Quantification of Host Cell Protein Impurities Using the Agilent 1290 Infinity II LC Coupled with the 6495B Triple Quadrupole LC/MS System

Significance of the topic

Biotherapeutic proteins produced in host cells can carry low-level impurities known as host cell proteins (HCPs). Even trace amounts of HCPs can affect drug safety, efficacy, and immunogenicity. Regulatory guidelines require sensitive, specific monitoring of individual HCP species. Traditional ELISA methods lack the resolution to identify and quantify specific HCPs, motivating the adoption of advanced LC/MS approaches for detailed impurity profiling.
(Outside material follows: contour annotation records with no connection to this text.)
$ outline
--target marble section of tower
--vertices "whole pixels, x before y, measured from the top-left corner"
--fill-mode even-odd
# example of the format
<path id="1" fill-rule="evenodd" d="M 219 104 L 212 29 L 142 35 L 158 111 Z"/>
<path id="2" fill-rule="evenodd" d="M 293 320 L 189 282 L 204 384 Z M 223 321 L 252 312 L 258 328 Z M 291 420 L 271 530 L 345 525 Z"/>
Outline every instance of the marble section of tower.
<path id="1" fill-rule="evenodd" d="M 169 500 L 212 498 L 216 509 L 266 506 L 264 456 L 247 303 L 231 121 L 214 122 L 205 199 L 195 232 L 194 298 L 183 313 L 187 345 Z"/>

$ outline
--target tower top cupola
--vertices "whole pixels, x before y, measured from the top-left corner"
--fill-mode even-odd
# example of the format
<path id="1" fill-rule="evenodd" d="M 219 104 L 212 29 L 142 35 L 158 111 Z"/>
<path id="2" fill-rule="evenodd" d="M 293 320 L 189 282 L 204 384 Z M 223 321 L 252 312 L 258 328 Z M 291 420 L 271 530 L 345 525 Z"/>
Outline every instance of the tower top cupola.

Objectives and study overview

This application note demonstrates a targeted workflow for absolute quantification of HCPs at sub-parts-per-million levels in a monoclonal antibody (mAb) matrix. Key goals include improving sensitivity, specificity, and throughput by integrating automated sample preparation, high-performance LC separation, and optimized triple quadrupole MS detection.

Methodology and instrumentation used

The workflow consists of automated sample handling and a multiple reaction monitoring (MRM) MS assay:

• AssayMAP Bravo platform for denaturation, reduction, alkylation, and trypsin digestion of mAb samples spiked with standards.
• Agilent 1290 Infinity II LC system with reversed-phase C18 column (charged surface) and a nine-minute gradient for peptide separation.
• Agilent 6495B Triple Quadrupole LC/MS in dynamic MRM mode with automated collision energy optimization via the Agilent Automation tool within Skyline.
• Stable isotope-labeled (SIL) peptides as internal standards and UPS2 protein set for gold-standard comparison.
• Data processing using Skyline and Agilent MassHunter Quantitative Analysis software.

Main results and discussion

Quantitative performance was evaluated for three target peptides representing two spiked UPS2 proteins (SUMO1 and SYHC) and one endogenous CHO HCP (S100-A11). Key findings:

• Excellent linearity across low sub-ppm to >1,000 ppm (R² ≥ 0.9983) for all peptides.
• Sensitivity down to 6.25–12.5 amol/µg (0.13–0.70 ppm LLOQ) with precision (%RSD ≤ 17 %) and accuracy within 80–112 %.
• Retention time reproducibility (%RSD ≤ 0.32 %) over 56 injections.
• Automated MRM method development in Skyline delivered rapid collision energy and retention time optimization without manual intervention.
• Absolute quantification with SIL peptides underestimated spiked protein levels by ~50 % compared to UPS2 protein standards, highlighting the need to account for digestion and recovery efficiency.

Benefits and practical applications

This integrated workflow offers:

• Highly reproducible, high-throughput sample preparation reducing manual handling variability.
• Sensitive detection of low-abundance HCPs in high-background biotherapeutic matrices.
• Automated MRM method creation and optimization to accelerate assay development.
• Scalable quantification strategy suitable for batch-to-batch quality monitoring during bioprocess development and QC release testing.

Future trends and potential applications

Advances in automation, high-resolution MS, and data analysis tools are expected to further enhance HCP profiling capabilities. Integration of isotopically labeled full-length proteins, improved peptide recovery strategies, and machine-learning–driven data interpretation will enable even more accurate, comprehensive impurity assessment. These developments will support tighter control of biomanufacturing processes and accelerate regulatory approval of novel biologics.

Conclusion

The combination of the AssayMAP Bravo platform, Agilent 1290 Infinity II LC, 6495B Triple Quadrupole MS, and Skyline/MassHunter software provides a robust, sensitive, and automated solution for quantifying HCP impurities at sub-ppm levels in biotherapeutic products. This workflow meets regulatory expectations for specificity and reproducibility while enabling rapid assay deployment.

Reference

1. ICH Q6B Specifications: Test Procedures and Acceptance Criteria for Biotechnological/Biological Products.
2. Host Cell Protein Analysis Using Agilent AssayMAP Bravo and 6545XT AdvanceBio LC/Q-TOF. Agilent Technologies, publication 5991-9300EN.
3. Agilent Triple Quadrupole LC/MS Peptide Quantitation with Skyline. Agilent Technologies, publication 5990-9887EN.
4. Separation of Peptide Standards Using Formic Acid as a Mobile Phase Additive. Agilent Technologies, publication 5991-8597EN.
5. Gerber, S. A. et al. Absolute quantification of proteins and phosphoproteins from cell lysates by tandem MS. Proc. Natl. Acad. Sci. USA. 2003.